A l’occasion de la rediffusion en streaming de Cendrillon, nous vous proposons de relire ci-après le compte rendu de la représentation du 16 juillet 2011.
Si Laurent Pelly est devenu l’un des metteurs en scène les plus prisés des maisons d’opéra comme de la critique et du public, c’est qu’il sait conjuguer originalité avec respect de la musique et du livret. Ici, le terme galvaudé de « lecture » de l’œuvre est à prendre au pied de la lettre.
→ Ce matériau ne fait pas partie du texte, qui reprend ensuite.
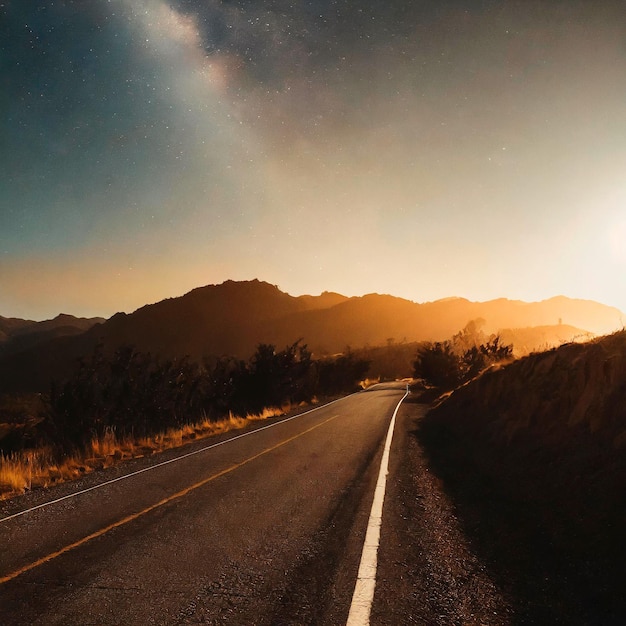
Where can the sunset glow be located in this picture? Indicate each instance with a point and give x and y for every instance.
(424, 150)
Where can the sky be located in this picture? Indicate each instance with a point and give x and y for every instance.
(422, 149)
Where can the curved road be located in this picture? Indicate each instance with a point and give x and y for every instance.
(265, 528)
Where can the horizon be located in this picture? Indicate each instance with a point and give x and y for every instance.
(424, 150)
(251, 280)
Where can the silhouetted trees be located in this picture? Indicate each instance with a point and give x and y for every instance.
(450, 363)
(140, 393)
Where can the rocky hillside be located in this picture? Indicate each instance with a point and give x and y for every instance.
(234, 317)
(540, 449)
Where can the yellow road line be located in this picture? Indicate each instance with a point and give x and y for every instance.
(134, 516)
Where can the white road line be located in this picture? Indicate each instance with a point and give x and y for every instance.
(366, 579)
(178, 458)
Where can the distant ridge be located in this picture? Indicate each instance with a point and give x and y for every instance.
(234, 317)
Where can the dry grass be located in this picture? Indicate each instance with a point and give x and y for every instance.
(31, 469)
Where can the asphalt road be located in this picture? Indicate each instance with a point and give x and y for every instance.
(266, 528)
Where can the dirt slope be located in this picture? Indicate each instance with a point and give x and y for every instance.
(535, 455)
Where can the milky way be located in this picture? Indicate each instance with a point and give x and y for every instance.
(423, 149)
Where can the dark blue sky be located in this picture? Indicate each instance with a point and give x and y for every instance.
(423, 149)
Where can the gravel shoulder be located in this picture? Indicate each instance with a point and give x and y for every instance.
(428, 572)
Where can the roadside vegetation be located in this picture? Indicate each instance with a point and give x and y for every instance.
(533, 455)
(448, 364)
(129, 404)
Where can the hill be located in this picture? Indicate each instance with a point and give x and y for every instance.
(17, 335)
(234, 317)
(534, 456)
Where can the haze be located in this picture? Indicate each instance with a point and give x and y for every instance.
(426, 150)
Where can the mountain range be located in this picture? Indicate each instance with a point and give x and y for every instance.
(234, 317)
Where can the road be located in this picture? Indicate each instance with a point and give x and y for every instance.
(264, 528)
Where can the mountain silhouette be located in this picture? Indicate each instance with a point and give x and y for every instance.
(234, 317)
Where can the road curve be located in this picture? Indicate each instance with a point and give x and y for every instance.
(262, 529)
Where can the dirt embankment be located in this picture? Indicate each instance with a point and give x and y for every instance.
(535, 457)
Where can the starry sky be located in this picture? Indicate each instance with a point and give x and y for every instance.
(424, 149)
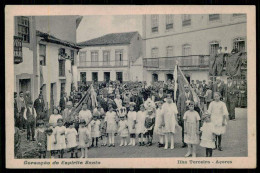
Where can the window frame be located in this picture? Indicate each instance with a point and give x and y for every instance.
(42, 55)
(154, 23)
(215, 42)
(214, 18)
(119, 62)
(169, 21)
(183, 48)
(25, 28)
(184, 20)
(107, 62)
(167, 53)
(242, 39)
(152, 53)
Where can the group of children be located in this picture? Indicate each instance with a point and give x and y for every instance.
(158, 117)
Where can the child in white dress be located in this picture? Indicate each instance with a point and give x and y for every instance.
(169, 123)
(140, 120)
(158, 124)
(123, 130)
(84, 139)
(191, 129)
(95, 128)
(50, 140)
(219, 116)
(59, 134)
(85, 115)
(118, 101)
(110, 120)
(71, 139)
(131, 120)
(54, 117)
(208, 135)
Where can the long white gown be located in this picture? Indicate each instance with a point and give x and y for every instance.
(169, 111)
(218, 110)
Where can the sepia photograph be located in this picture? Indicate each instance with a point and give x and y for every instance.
(150, 85)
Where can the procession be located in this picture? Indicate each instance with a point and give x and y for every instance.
(134, 101)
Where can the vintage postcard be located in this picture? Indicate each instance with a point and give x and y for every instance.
(130, 86)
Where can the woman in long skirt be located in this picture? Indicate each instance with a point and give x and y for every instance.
(219, 115)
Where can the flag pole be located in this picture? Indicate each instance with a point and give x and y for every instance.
(195, 97)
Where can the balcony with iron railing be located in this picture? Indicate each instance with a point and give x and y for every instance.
(103, 64)
(197, 61)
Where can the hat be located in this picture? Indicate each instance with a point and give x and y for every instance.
(82, 122)
(217, 78)
(121, 112)
(132, 104)
(205, 115)
(191, 103)
(159, 102)
(40, 122)
(95, 114)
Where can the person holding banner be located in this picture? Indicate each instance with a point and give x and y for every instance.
(182, 104)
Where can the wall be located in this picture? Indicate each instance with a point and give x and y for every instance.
(135, 48)
(198, 35)
(55, 24)
(102, 69)
(136, 70)
(100, 50)
(51, 71)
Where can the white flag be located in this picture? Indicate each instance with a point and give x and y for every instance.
(175, 75)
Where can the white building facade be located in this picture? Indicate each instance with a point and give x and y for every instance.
(47, 63)
(188, 39)
(111, 57)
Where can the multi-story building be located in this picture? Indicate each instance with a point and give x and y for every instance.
(47, 56)
(188, 39)
(116, 56)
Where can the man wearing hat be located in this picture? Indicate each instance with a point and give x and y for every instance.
(231, 98)
(182, 105)
(67, 114)
(30, 119)
(137, 100)
(39, 106)
(219, 87)
(160, 96)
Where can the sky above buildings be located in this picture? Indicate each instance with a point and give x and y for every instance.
(96, 26)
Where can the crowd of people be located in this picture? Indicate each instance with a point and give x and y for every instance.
(131, 111)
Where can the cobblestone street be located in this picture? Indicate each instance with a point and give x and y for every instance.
(234, 144)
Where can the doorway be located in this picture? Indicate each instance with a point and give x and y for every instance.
(119, 76)
(106, 76)
(52, 98)
(169, 76)
(155, 77)
(94, 76)
(25, 85)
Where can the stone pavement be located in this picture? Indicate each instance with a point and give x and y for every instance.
(234, 144)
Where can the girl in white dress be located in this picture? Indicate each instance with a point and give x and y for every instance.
(59, 135)
(110, 120)
(71, 139)
(95, 128)
(140, 119)
(208, 135)
(123, 130)
(158, 124)
(50, 140)
(85, 115)
(54, 117)
(191, 129)
(131, 120)
(219, 116)
(118, 101)
(84, 139)
(169, 113)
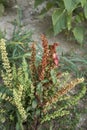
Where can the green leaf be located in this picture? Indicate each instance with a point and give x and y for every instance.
(1, 9)
(85, 10)
(69, 21)
(34, 104)
(59, 20)
(38, 2)
(70, 5)
(79, 34)
(83, 2)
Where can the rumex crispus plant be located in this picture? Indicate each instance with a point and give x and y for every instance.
(36, 91)
(68, 15)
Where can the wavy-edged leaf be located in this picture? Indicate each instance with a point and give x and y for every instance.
(59, 20)
(70, 5)
(83, 2)
(85, 10)
(79, 34)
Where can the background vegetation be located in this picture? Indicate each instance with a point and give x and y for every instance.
(68, 15)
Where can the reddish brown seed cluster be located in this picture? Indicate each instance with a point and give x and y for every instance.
(45, 57)
(33, 57)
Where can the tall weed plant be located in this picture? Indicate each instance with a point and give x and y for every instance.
(35, 92)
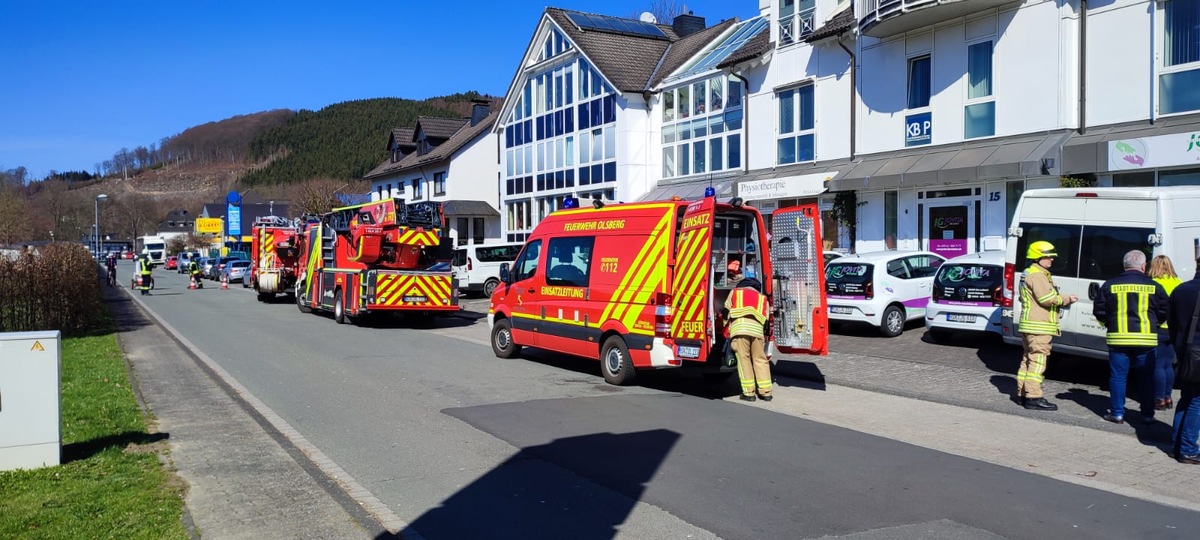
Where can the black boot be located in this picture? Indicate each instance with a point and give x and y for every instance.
(1038, 403)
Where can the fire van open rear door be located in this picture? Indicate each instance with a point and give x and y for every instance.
(690, 283)
(802, 324)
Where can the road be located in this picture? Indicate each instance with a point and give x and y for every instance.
(462, 444)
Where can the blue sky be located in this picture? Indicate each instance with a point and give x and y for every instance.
(87, 78)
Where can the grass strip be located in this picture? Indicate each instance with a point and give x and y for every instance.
(111, 483)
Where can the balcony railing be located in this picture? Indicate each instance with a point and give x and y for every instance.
(883, 18)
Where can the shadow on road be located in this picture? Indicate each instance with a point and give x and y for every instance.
(538, 492)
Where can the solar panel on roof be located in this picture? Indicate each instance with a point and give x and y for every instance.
(616, 25)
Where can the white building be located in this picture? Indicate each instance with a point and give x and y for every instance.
(580, 118)
(450, 161)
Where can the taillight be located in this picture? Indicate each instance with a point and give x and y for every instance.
(1009, 275)
(663, 315)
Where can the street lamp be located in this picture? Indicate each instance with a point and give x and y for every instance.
(97, 245)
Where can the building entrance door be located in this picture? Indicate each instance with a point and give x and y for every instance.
(953, 227)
C’est en se remémorant les Contes de Perrault de son enfance que Pelly a choisi pour cette Cendrillon une scénographie en forme de livre d’images.
En plaçant cet opéra comique qui ne recule pas devant le mélange des genres dans un univers de pure fantaisie, Pelly lui restitue toute sa saveur. Avec lui, les gags d’une irrésistible drôlerie fourmillent. Le public s’en délecte et les interprètes y trouvent leur compte car si la farce alterne avec le merveilleux, tout est réglé au cordeau. Entre la fosse et la scène, le charme opère bel et bien. Et, sous la direction experte de Bertrand de Billy, le compositeur reste l’ordonnateur suprême d’un ouvrage qu’il a voulu à la fois souriant et sensuel.
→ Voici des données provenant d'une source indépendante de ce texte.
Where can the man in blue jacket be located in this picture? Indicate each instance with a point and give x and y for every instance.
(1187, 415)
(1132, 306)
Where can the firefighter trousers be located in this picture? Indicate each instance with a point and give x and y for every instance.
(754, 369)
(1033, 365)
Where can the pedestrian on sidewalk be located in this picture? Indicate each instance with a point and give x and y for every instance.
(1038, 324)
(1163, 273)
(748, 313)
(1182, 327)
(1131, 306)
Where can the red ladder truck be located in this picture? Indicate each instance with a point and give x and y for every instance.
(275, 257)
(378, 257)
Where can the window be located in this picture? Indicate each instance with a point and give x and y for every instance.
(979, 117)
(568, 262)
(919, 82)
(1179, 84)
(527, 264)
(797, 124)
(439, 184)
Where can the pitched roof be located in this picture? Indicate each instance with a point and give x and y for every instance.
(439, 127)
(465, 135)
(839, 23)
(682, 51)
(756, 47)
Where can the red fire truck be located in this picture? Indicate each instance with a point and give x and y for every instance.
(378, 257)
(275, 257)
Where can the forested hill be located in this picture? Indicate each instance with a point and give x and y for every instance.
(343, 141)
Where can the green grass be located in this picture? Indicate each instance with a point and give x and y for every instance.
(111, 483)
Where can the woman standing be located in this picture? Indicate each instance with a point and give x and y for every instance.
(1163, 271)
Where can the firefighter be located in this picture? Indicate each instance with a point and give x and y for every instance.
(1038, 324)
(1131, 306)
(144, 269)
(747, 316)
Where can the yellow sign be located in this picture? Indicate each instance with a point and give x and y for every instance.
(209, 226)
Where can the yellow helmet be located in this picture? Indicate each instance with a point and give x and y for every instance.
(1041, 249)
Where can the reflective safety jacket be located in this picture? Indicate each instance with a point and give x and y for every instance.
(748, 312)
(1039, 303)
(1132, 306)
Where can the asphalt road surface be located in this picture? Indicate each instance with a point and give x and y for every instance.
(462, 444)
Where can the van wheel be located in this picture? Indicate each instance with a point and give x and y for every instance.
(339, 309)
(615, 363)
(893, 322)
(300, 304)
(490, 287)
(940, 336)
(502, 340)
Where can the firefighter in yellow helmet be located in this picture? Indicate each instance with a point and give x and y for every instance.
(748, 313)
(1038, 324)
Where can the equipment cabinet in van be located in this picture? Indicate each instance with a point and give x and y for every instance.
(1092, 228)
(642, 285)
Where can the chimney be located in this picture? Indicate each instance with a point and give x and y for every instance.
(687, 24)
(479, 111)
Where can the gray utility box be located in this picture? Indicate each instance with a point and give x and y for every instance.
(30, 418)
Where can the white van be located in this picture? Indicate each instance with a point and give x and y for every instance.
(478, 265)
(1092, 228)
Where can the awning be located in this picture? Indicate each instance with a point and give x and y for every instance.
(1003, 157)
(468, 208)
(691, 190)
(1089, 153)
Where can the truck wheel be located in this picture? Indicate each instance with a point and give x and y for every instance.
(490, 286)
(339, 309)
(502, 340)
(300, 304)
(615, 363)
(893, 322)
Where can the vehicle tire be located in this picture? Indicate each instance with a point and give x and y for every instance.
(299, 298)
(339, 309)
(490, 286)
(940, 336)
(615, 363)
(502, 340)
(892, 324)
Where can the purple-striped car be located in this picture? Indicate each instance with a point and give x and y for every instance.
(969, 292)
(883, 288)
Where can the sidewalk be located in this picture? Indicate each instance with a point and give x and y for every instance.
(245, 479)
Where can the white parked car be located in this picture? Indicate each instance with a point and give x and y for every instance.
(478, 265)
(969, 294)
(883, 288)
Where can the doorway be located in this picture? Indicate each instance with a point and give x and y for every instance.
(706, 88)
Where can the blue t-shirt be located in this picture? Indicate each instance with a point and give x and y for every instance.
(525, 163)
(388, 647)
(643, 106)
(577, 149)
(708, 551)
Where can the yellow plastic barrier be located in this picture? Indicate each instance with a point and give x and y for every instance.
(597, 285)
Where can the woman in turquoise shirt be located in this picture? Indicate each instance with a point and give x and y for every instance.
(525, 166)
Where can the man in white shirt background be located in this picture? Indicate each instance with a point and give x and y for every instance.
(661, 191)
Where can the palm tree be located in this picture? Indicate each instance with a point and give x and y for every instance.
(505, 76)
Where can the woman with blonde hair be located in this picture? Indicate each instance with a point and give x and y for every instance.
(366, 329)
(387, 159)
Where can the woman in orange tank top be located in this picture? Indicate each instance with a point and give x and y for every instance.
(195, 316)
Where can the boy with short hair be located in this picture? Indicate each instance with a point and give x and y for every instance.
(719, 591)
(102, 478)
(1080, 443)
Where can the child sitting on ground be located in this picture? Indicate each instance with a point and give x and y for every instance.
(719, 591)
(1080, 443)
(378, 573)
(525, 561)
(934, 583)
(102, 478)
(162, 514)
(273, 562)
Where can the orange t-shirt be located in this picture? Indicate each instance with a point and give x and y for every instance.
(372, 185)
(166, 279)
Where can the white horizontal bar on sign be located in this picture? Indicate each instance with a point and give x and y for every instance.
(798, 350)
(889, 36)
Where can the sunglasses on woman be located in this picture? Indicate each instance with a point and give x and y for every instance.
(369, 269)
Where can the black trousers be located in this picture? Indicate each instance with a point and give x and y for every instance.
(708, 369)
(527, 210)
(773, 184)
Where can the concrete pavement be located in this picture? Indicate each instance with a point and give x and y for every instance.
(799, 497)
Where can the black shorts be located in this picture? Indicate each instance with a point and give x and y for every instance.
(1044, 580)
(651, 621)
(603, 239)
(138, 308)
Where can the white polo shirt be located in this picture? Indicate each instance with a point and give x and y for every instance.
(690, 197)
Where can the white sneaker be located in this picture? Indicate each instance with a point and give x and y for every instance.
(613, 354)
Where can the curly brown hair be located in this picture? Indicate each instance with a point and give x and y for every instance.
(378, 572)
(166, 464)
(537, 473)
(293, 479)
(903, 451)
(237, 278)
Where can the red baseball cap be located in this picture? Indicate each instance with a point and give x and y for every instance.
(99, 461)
En dessinant lui-même les costumes, le metteur en scène garde la haute main sur la conception visuelle du spectacle. La grisaille dont émerge Cendrillon avant que sa robe de lumière ne la transforme en Lucette, le prince en pyjama rouge, enfermé dans sa mélancolie, la fée scintillant de mille feux, les tenues cocasses de la marâtre et de ses filles… sont autant de signes qui caractérisent les personnages et reflètent leurs états d’âme. De surcroît, on ne peut qu’admirer la clarté de la direction d’acteurs qui insuffle à chaque entrée l’humeur de la scène ; on ne peut qu’applaudir la force comique des temps forts : la préparation au bal, le coup de foudre, l’apparition du carrosse, l’hilarante séance d’essayage de la pantoufle de verre, la révélation du triomphe de Cendrillon.
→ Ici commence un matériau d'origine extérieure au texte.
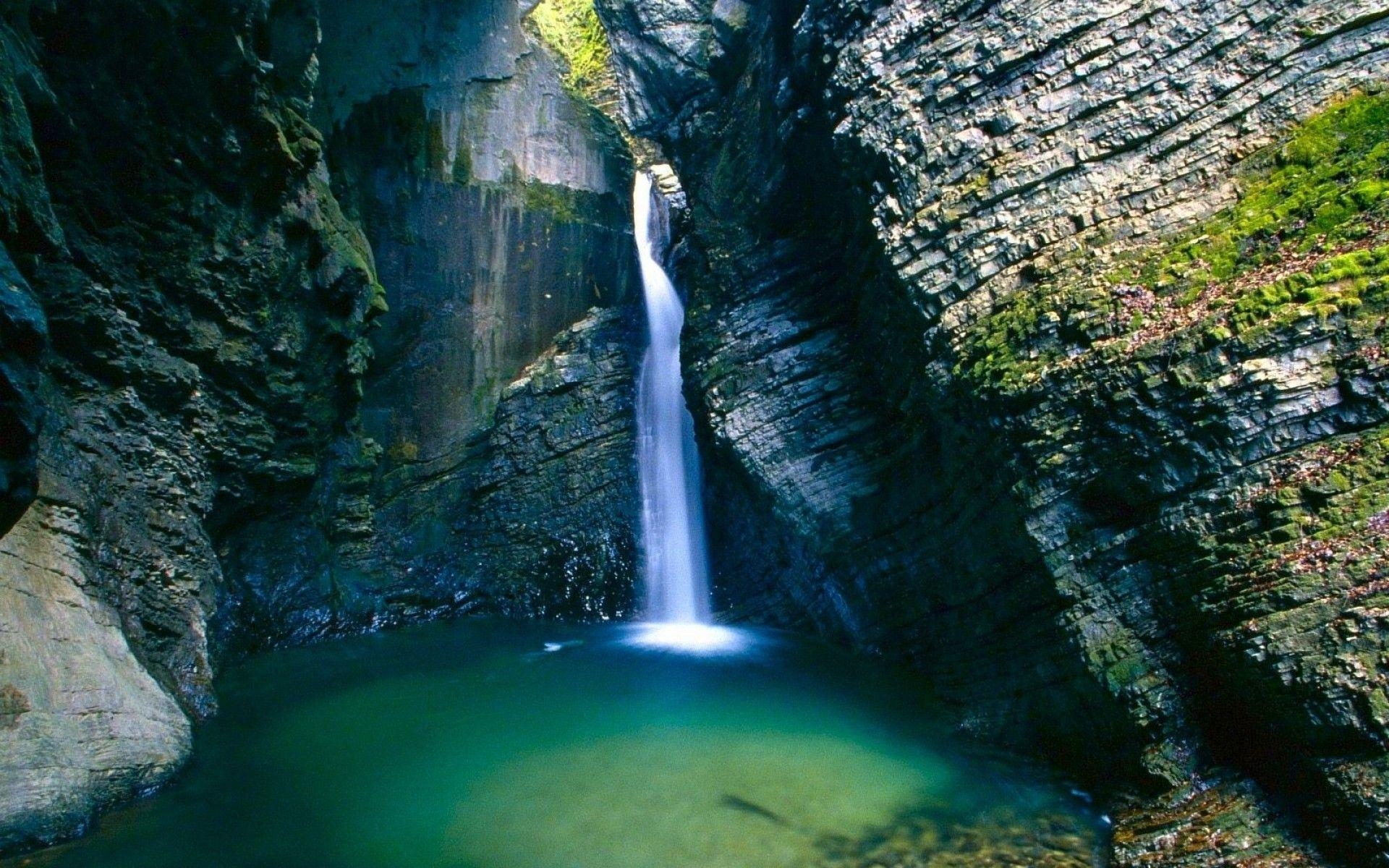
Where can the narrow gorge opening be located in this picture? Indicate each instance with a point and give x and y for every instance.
(1034, 356)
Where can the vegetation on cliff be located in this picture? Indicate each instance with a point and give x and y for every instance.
(574, 31)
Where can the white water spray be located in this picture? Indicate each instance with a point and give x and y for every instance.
(673, 519)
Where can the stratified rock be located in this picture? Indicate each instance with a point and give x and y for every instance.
(1061, 555)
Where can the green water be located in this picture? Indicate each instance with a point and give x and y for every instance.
(485, 745)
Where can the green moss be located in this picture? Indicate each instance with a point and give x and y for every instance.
(1296, 244)
(1320, 188)
(574, 31)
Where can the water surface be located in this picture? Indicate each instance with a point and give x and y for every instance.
(495, 745)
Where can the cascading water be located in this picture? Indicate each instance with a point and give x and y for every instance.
(673, 519)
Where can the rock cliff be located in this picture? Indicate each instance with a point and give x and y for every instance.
(1092, 504)
(191, 312)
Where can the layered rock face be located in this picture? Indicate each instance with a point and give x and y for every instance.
(1097, 519)
(208, 477)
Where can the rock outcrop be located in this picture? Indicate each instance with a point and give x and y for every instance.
(192, 315)
(495, 203)
(1061, 553)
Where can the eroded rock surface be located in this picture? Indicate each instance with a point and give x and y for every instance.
(1060, 555)
(208, 478)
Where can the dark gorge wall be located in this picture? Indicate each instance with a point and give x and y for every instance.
(495, 202)
(1092, 507)
(241, 446)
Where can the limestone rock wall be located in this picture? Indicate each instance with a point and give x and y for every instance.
(1056, 556)
(208, 305)
(495, 202)
(239, 445)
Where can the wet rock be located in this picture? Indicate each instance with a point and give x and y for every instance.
(1060, 550)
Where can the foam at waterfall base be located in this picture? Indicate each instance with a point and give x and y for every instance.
(691, 638)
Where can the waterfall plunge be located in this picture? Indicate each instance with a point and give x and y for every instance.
(673, 519)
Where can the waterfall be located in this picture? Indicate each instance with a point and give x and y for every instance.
(673, 517)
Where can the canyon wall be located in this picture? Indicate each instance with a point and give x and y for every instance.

Joyce DiDonato © Bill Cooper/ROH 2011
Dans le rôle titre, Joyce Didonato, est annoncée enrhumée au début de la série de représentations. Si sa voix de mezzo au timbre soyeux et naturel paraît à priori adaptée à un rôle, chanté il y a cinq ans dans cette même production à Santa-Fe, et dont on attendait beaucoup, la star américaine déçoit quelque peu. Comme s’il lui fallait s’économiser, contrairement à son tempérament, elle semble en retrait du personnage ; sa diction est souvent imprécise. Néanmoins, la gémellité de timbre des deux mezzos donne toute sa grâce au duo d’amour avec sa délicieuse phrase musicale récurrente « Vous êtes mon prince charmant ». Scéniquement et vocalement, Le Prince d’Alice Coote est fort séduisant et le public londonien l’acclame à juste titre au moment des saluts. En Fée protectrice, compte tenu de ses moyens limités dans le suraigu et d’une voix parfois instable, l’élégante soprano cubaine Eglise Gutiérrez tire son épingle du jeu. Dans le rôle de la terrible marâtre, Madame de la Haltière, Ewa Podleś et ses deux filles bien chantantes forment un trio désopilant. Savourant chaque mot avec gourmandise et autorité, la contralto polonaise révèle pleinement sa veine comique dans un rôle en or pour elle – surtout à travers cette mise en scène débridée et dans la vaste salle de Covent Garden dont l’excellente acoustique convient à sa voix onduleuse.
Après les compliments dus aux nombreux personnages secondaires, aux choristes et aux danseurs, il convient d’ajouter que, selon l’applaudimètre, la dernière représentation, le 16 juillet, s’est avérée la meilleure pour tous les interprètes – y compris le Pandolfe de Jean-Philippe Lafont, toujours excellent scéniquement mais vocalement à la peine trois jours auparavant (le 13 juillet). Sans doute le bénéfice du travail accompli et les bienfaits de soixante-douze heures de repos.